Risk-Adjusted Performance

14 of 100

 
Weak
 
Strong
Good
Compared to the overall equity markets, risk-adjusted returns on investments in Alkemy Capital Investments are ranked lower than 14 (%) of all global equities and portfolios over the last 90 days. In spite of rather uncertain technical and fundamental indicators, Alkemy Capital exhibited solid returns over the last few months and may actually be approaching a breakup point.

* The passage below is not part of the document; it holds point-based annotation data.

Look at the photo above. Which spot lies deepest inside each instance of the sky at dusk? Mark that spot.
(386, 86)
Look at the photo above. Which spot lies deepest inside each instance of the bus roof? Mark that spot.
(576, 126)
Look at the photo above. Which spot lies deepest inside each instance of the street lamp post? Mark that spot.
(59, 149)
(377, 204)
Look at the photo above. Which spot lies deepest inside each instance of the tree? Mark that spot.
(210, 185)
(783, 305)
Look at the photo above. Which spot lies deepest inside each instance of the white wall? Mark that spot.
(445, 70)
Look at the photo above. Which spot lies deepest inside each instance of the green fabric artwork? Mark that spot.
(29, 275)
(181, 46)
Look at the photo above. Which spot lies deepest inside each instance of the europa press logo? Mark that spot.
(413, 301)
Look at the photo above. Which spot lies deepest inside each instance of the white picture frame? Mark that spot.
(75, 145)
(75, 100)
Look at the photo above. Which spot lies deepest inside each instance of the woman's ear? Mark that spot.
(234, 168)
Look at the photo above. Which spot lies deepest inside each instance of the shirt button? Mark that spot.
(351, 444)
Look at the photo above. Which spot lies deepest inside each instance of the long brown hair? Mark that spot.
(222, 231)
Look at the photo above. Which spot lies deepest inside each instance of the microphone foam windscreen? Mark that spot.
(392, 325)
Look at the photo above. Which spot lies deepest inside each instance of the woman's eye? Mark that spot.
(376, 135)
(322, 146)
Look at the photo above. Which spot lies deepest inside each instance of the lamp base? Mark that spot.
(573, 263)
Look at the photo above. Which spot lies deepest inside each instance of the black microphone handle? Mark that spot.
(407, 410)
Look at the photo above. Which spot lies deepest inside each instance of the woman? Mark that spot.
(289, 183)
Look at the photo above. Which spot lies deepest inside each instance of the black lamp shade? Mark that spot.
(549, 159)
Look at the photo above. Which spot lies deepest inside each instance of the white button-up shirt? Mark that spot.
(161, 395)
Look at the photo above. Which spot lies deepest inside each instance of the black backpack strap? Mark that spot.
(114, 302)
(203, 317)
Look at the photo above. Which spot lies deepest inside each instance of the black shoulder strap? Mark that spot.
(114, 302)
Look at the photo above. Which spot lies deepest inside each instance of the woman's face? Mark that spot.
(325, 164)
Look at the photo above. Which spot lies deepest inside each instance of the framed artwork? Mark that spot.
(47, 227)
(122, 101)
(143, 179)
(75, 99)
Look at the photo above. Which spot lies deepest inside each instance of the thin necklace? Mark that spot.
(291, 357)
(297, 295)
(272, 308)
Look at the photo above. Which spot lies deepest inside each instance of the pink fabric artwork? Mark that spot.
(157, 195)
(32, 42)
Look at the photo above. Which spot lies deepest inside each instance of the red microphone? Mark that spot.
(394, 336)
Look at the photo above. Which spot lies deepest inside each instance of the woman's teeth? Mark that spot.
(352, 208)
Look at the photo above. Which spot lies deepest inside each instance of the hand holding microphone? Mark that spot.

UNIQA Insurance and Alkemy Capital Volatility Contrast

   Predicted Return Density   
       Returns  

Pair Trading with UNIQA Insurance and Alkemy Capital

The main advantage of trading using opposite UNIQA Insurance and Alkemy Capital positions is that it hedges away some unsystematic risk. Because of two separate transactions, even if UNIQA Insurance position performs unexpectedly, Alkemy Capital can make up some of the losses. Pair trading also minimizes risk from directional movements in the market. For example, if an entire industry or sector drops because of unexpected headlines, the short position in Alkemy Capital will offset losses from the drop in Alkemy Capital's long position.
The idea behind UNIQA Insurance Group and Alkemy Capital Investments pairs trading is to make the combined position market-neutral, meaning the overall market's direction will not affect its win or loss (or potential downside or upside). This can be achieved by designing a pairs trade with two highly correlated stocks or equities that operate in a similar space or sector, making it possible to obtain profits through simple and relatively low-risk investment.
Check out your portfolio center.
Note that this page's information should be used as a complementary analysis to find the right mix of equity instruments to add to your existing portfolios or create a brand new portfolio. You can also try the Companies Directory module to evaluate performance of over 100,000 Stocks, Funds, and ETFs against different fundamentals.

Other Complementary Tools

Fundamentals Comparison
Compare fundamentals across multiple equities to find investing opportunities
USA ETFs
Find actively traded Exchange Traded Funds (ETF) in USA
Portfolio Holdings
Check your current holdings and cash postion to detemine if your portfolio needs rebalancing
Bond Analysis
Evaluate and analyze corporate bonds as a potential investment for your portfolios.